Daniel Hannan makes an interesting case: that the Eurosceptic vote in Britain is fractured thanks to the competition between the Conservative Party and UKIP.
I do think much of what he says is wrong however. UKIP is not about 'Euroscepticism'. Euroscepticism really is a failed Tory doctrine that consists of mild bashing of the EU and talking about reform for decades as the thing moves towards federalism unabashed. Tory government after Tory government (Thatcher - Major - Cameron) has talked tough on the EU but effectively done what the project required of them.
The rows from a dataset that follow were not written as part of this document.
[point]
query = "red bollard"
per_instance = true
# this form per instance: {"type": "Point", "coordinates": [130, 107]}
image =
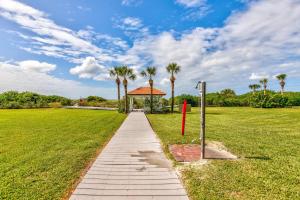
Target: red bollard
{"type": "Point", "coordinates": [183, 117]}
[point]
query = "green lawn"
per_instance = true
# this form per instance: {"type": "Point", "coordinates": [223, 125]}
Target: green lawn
{"type": "Point", "coordinates": [44, 151]}
{"type": "Point", "coordinates": [267, 140]}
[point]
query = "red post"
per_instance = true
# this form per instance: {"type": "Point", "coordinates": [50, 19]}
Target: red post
{"type": "Point", "coordinates": [183, 117]}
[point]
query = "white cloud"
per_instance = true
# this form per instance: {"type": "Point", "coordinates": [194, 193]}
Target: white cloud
{"type": "Point", "coordinates": [195, 9]}
{"type": "Point", "coordinates": [131, 2]}
{"type": "Point", "coordinates": [255, 76]}
{"type": "Point", "coordinates": [191, 3]}
{"type": "Point", "coordinates": [47, 33]}
{"type": "Point", "coordinates": [89, 68]}
{"type": "Point", "coordinates": [133, 27]}
{"type": "Point", "coordinates": [33, 65]}
{"type": "Point", "coordinates": [260, 40]}
{"type": "Point", "coordinates": [13, 77]}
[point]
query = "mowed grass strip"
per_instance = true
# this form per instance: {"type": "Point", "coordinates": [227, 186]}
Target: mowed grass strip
{"type": "Point", "coordinates": [44, 151]}
{"type": "Point", "coordinates": [267, 140]}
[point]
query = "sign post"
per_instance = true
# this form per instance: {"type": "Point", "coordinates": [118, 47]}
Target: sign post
{"type": "Point", "coordinates": [202, 89]}
{"type": "Point", "coordinates": [183, 117]}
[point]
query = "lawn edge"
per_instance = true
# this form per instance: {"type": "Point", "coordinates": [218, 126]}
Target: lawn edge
{"type": "Point", "coordinates": [67, 194]}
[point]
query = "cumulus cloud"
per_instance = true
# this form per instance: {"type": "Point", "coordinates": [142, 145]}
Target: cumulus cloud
{"type": "Point", "coordinates": [255, 76]}
{"type": "Point", "coordinates": [34, 65]}
{"type": "Point", "coordinates": [263, 39]}
{"type": "Point", "coordinates": [195, 9]}
{"type": "Point", "coordinates": [260, 40]}
{"type": "Point", "coordinates": [13, 77]}
{"type": "Point", "coordinates": [89, 68]}
{"type": "Point", "coordinates": [47, 32]}
{"type": "Point", "coordinates": [131, 2]}
{"type": "Point", "coordinates": [133, 27]}
{"type": "Point", "coordinates": [191, 3]}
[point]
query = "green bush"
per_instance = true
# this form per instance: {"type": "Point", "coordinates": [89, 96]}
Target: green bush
{"type": "Point", "coordinates": [14, 100]}
{"type": "Point", "coordinates": [259, 100]}
{"type": "Point", "coordinates": [193, 100]}
{"type": "Point", "coordinates": [95, 99]}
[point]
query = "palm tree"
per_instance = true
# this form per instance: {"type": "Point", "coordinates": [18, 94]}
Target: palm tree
{"type": "Point", "coordinates": [264, 83]}
{"type": "Point", "coordinates": [115, 73]}
{"type": "Point", "coordinates": [254, 87]}
{"type": "Point", "coordinates": [281, 78]}
{"type": "Point", "coordinates": [126, 73]}
{"type": "Point", "coordinates": [149, 73]}
{"type": "Point", "coordinates": [173, 69]}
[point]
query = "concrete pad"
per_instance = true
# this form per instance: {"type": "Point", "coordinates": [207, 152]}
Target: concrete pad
{"type": "Point", "coordinates": [192, 152]}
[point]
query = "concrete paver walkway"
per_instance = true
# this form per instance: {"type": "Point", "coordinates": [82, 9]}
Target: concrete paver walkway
{"type": "Point", "coordinates": [132, 166]}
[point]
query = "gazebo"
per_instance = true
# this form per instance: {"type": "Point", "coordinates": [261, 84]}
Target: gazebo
{"type": "Point", "coordinates": [144, 94]}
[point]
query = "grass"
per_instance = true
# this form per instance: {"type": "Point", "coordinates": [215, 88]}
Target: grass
{"type": "Point", "coordinates": [266, 140]}
{"type": "Point", "coordinates": [44, 151]}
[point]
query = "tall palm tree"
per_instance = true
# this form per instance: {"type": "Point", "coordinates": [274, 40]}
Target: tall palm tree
{"type": "Point", "coordinates": [126, 73]}
{"type": "Point", "coordinates": [149, 73]}
{"type": "Point", "coordinates": [254, 87]}
{"type": "Point", "coordinates": [115, 73]}
{"type": "Point", "coordinates": [281, 78]}
{"type": "Point", "coordinates": [264, 83]}
{"type": "Point", "coordinates": [173, 68]}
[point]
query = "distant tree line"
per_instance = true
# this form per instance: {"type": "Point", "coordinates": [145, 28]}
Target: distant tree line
{"type": "Point", "coordinates": [228, 98]}
{"type": "Point", "coordinates": [14, 100]}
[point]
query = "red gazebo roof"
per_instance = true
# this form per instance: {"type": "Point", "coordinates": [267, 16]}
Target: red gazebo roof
{"type": "Point", "coordinates": [146, 91]}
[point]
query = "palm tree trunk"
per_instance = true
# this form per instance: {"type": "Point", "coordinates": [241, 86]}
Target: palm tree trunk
{"type": "Point", "coordinates": [282, 87]}
{"type": "Point", "coordinates": [151, 96]}
{"type": "Point", "coordinates": [119, 96]}
{"type": "Point", "coordinates": [126, 104]}
{"type": "Point", "coordinates": [172, 105]}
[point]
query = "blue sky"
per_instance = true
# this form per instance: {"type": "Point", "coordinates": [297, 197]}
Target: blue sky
{"type": "Point", "coordinates": [66, 47]}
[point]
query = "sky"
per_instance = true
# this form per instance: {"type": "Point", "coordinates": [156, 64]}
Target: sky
{"type": "Point", "coordinates": [66, 47]}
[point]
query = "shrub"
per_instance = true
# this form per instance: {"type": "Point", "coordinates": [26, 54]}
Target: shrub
{"type": "Point", "coordinates": [55, 105]}
{"type": "Point", "coordinates": [95, 98]}
{"type": "Point", "coordinates": [13, 99]}
{"type": "Point", "coordinates": [259, 100]}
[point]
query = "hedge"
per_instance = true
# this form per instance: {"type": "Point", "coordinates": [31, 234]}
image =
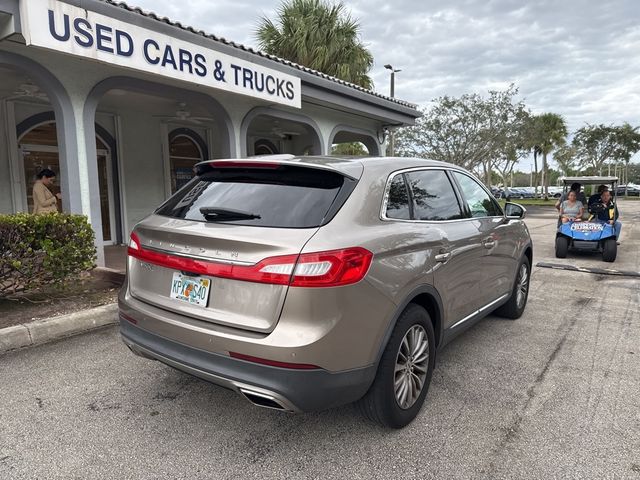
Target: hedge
{"type": "Point", "coordinates": [44, 249]}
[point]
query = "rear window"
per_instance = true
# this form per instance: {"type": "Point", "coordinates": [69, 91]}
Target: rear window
{"type": "Point", "coordinates": [276, 196]}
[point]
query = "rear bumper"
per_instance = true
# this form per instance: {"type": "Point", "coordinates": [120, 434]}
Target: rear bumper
{"type": "Point", "coordinates": [282, 388]}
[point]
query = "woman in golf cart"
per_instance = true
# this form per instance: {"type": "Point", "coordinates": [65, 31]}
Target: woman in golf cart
{"type": "Point", "coordinates": [571, 209]}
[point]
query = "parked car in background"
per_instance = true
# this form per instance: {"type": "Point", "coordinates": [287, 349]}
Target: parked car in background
{"type": "Point", "coordinates": [518, 193]}
{"type": "Point", "coordinates": [303, 283]}
{"type": "Point", "coordinates": [629, 190]}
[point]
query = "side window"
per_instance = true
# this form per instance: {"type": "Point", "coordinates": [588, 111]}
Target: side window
{"type": "Point", "coordinates": [433, 196]}
{"type": "Point", "coordinates": [398, 202]}
{"type": "Point", "coordinates": [480, 203]}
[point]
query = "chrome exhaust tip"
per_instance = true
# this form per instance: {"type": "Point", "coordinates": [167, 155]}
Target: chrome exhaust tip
{"type": "Point", "coordinates": [263, 400]}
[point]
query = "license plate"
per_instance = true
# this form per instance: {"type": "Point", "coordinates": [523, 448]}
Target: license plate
{"type": "Point", "coordinates": [193, 290]}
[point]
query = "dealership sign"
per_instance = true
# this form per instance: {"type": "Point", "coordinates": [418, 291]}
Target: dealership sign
{"type": "Point", "coordinates": [58, 26]}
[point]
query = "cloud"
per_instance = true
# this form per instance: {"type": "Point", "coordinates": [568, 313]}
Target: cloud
{"type": "Point", "coordinates": [578, 58]}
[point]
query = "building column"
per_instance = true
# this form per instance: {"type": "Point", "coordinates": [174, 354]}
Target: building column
{"type": "Point", "coordinates": [79, 169]}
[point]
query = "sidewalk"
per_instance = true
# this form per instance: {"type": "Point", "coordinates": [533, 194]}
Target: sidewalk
{"type": "Point", "coordinates": [46, 330]}
{"type": "Point", "coordinates": [43, 331]}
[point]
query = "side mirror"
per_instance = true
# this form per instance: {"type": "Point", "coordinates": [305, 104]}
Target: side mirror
{"type": "Point", "coordinates": [513, 210]}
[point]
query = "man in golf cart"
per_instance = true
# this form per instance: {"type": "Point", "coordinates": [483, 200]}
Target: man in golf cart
{"type": "Point", "coordinates": [605, 210]}
{"type": "Point", "coordinates": [601, 230]}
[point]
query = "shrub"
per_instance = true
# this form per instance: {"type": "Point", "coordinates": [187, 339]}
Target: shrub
{"type": "Point", "coordinates": [45, 249]}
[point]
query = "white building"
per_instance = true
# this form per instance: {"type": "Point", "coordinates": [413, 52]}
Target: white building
{"type": "Point", "coordinates": [121, 103]}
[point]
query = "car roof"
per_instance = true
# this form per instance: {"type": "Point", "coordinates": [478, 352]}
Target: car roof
{"type": "Point", "coordinates": [588, 180]}
{"type": "Point", "coordinates": [346, 165]}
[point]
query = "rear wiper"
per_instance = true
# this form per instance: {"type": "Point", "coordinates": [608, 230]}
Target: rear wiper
{"type": "Point", "coordinates": [213, 214]}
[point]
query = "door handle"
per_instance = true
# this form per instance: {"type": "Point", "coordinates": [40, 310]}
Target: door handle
{"type": "Point", "coordinates": [488, 243]}
{"type": "Point", "coordinates": [443, 256]}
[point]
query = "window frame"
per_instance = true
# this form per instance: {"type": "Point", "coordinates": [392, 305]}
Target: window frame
{"type": "Point", "coordinates": [465, 204]}
{"type": "Point", "coordinates": [454, 185]}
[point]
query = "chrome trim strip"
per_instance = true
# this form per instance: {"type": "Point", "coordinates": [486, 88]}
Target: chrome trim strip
{"type": "Point", "coordinates": [387, 189]}
{"type": "Point", "coordinates": [234, 385]}
{"type": "Point", "coordinates": [488, 305]}
{"type": "Point", "coordinates": [196, 257]}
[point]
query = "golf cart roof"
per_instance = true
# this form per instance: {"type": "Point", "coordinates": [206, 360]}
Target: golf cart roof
{"type": "Point", "coordinates": [589, 180]}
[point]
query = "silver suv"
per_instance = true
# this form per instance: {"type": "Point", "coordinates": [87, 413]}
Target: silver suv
{"type": "Point", "coordinates": [306, 283]}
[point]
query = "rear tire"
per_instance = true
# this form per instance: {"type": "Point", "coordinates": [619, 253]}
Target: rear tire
{"type": "Point", "coordinates": [514, 308]}
{"type": "Point", "coordinates": [610, 250]}
{"type": "Point", "coordinates": [404, 372]}
{"type": "Point", "coordinates": [562, 247]}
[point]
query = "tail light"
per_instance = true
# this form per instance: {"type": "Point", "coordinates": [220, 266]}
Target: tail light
{"type": "Point", "coordinates": [320, 269]}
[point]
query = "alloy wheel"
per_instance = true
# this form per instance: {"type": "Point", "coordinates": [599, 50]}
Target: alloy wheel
{"type": "Point", "coordinates": [411, 366]}
{"type": "Point", "coordinates": [523, 285]}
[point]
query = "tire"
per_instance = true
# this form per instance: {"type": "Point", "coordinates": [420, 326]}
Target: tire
{"type": "Point", "coordinates": [514, 308]}
{"type": "Point", "coordinates": [562, 247]}
{"type": "Point", "coordinates": [393, 399]}
{"type": "Point", "coordinates": [609, 250]}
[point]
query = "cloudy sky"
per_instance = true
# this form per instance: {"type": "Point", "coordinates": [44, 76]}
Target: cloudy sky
{"type": "Point", "coordinates": [578, 58]}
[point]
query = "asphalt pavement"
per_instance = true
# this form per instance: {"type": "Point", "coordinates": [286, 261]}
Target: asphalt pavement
{"type": "Point", "coordinates": [555, 394]}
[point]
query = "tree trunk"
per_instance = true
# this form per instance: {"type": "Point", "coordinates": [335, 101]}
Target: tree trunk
{"type": "Point", "coordinates": [545, 175]}
{"type": "Point", "coordinates": [487, 173]}
{"type": "Point", "coordinates": [535, 170]}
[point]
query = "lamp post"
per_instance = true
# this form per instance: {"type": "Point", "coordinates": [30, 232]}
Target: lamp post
{"type": "Point", "coordinates": [391, 94]}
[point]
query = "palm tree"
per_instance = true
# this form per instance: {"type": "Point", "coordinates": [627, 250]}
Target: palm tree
{"type": "Point", "coordinates": [318, 35]}
{"type": "Point", "coordinates": [550, 133]}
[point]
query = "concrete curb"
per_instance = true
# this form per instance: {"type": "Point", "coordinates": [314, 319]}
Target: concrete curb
{"type": "Point", "coordinates": [42, 331]}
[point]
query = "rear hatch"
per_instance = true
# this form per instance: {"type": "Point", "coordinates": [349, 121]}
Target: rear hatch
{"type": "Point", "coordinates": [208, 252]}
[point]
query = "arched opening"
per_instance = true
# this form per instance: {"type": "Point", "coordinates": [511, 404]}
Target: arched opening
{"type": "Point", "coordinates": [264, 147]}
{"type": "Point", "coordinates": [269, 131]}
{"type": "Point", "coordinates": [186, 148]}
{"type": "Point", "coordinates": [346, 140]}
{"type": "Point", "coordinates": [162, 132]}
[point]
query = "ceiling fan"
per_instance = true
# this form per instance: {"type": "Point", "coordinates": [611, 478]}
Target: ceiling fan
{"type": "Point", "coordinates": [277, 131]}
{"type": "Point", "coordinates": [29, 90]}
{"type": "Point", "coordinates": [184, 115]}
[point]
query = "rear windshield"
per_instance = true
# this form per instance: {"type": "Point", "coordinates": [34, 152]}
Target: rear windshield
{"type": "Point", "coordinates": [277, 196]}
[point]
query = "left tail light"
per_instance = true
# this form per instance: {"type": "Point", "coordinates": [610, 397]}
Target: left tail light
{"type": "Point", "coordinates": [319, 269]}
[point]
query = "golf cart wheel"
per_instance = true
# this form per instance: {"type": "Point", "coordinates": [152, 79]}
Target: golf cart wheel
{"type": "Point", "coordinates": [514, 308]}
{"type": "Point", "coordinates": [610, 250]}
{"type": "Point", "coordinates": [562, 246]}
{"type": "Point", "coordinates": [404, 372]}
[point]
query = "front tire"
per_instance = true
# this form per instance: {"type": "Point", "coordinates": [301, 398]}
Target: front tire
{"type": "Point", "coordinates": [514, 308]}
{"type": "Point", "coordinates": [610, 250]}
{"type": "Point", "coordinates": [562, 247]}
{"type": "Point", "coordinates": [404, 372]}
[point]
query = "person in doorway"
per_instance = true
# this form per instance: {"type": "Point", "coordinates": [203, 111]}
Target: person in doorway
{"type": "Point", "coordinates": [597, 197]}
{"type": "Point", "coordinates": [571, 209]}
{"type": "Point", "coordinates": [44, 201]}
{"type": "Point", "coordinates": [610, 213]}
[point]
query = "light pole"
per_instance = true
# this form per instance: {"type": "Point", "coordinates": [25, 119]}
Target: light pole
{"type": "Point", "coordinates": [531, 174]}
{"type": "Point", "coordinates": [391, 94]}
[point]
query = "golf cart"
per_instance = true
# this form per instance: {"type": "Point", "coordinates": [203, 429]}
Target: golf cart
{"type": "Point", "coordinates": [589, 234]}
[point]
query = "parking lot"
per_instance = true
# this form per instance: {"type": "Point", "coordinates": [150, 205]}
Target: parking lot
{"type": "Point", "coordinates": [555, 394]}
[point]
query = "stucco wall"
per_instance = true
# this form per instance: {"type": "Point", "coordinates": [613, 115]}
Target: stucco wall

That's the past. UKIP's rise shows that people want something else. They want out of the EU. No compromise. It is for this reason that I see the front bench of the Tory Party (which has banned any anti-EU politicians while consisting of Euro enthusiasts like Ken Clarke) having very little in common with the likes of Nigel Farage, or indeed Daniel Hannan himself.
The anti-EU movement is splintered, but I would argue that the splinter comes from Tory MPs and MEPs like Hannan refusing to join the Party whose manifesto matches their own beliefs. I mean honestly, Phillip Davies, Phillip Hollobone and the like have about as much business standing on a Tory manifesto as I do. It doesn't make sense.
So yes, lets unite all anti-EU, anti-open door immigration, pro-flat tax, pro-selective education people. But that unification should surely come under the Party whose manifesto already includes all of these things The Cameroons have taken over the Tory Party and drained it of conservatism just as Tony Blair destroyed any remnants of socialism within New Labour. Those who think the Conservatives will become a viable Eurosceptic Party in the future need to ask themselves if they are being realistic or simply wishful.